S’il admet que la condition liée au placement au service de l’aide sociale à l’enfance posée par l’article 21-12 du code civil est satisfaite, il soutient que l’acte de naissance de la requérante est inopposable en France, faute d’apostille valable. Il estime que la traduction de l’apostille ne mentionne pas que l’autorité intermédiaire (soit [Z] [M], notaire) a elle-même auparavant certifié la signature, la qualité et le sceau de l’officier d’état civil qui a délivré la copie de l’acte de naissance. Il en conclut que cette « sur-apostille » n’atteste pas de la signature, de la qualité et du sceau de l’officier d’état civil ayant délivré la copie de l’acte de naissance le 25 avril 2003 et n’est donc pas conforme aux exigences de la Convention de La Haye. Il relève que le notaire aurait été bien en peine d’en attester, dès lors que la copie ne porte pas le nom de l’officier d’état civil l’ayant délivrée.

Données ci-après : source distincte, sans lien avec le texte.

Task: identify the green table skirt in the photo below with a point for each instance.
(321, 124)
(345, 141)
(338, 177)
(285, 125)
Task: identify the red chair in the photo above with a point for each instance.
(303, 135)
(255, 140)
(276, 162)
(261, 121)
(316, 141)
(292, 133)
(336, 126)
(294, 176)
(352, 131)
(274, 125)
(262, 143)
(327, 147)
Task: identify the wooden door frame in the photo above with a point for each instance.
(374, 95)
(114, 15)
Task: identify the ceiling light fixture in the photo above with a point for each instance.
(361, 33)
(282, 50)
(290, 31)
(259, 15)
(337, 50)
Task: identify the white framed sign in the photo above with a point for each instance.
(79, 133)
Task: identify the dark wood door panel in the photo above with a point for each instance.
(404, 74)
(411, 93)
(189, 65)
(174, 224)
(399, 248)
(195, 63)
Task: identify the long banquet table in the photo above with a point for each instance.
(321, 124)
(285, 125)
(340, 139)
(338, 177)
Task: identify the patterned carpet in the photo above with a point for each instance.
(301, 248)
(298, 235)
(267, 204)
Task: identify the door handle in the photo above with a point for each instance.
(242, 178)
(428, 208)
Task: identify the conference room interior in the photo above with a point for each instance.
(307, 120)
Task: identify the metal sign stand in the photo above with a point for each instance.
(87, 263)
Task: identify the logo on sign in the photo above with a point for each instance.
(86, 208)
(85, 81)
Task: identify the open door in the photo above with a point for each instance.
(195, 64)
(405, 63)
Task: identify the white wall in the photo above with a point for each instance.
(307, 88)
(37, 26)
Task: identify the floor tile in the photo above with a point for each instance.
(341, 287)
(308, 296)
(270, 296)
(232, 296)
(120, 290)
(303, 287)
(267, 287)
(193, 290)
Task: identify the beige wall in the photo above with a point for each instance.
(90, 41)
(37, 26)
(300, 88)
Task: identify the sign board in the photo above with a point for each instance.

Le ministère public soutient en outre que l’acte de naissance de la requérante n’est pas probant au sens de l’article 47 du code civil, en ce qu’il ne mentionne ni l’état civil complet des parents, ni le nom d’un quelconque déclarant, ni le nom de l’officier d’état civil ayant dressé (« enregistré ») l’acte de naissance, alors qu’il s’agit de mentions substantielles au sens du droit français. Il en conclut que l’acte de naissance de Mme [U] ne peut être considéré comme un acte d’état civil, et à tout le moins comme un acte probant au sens de l’article 47 du code civil.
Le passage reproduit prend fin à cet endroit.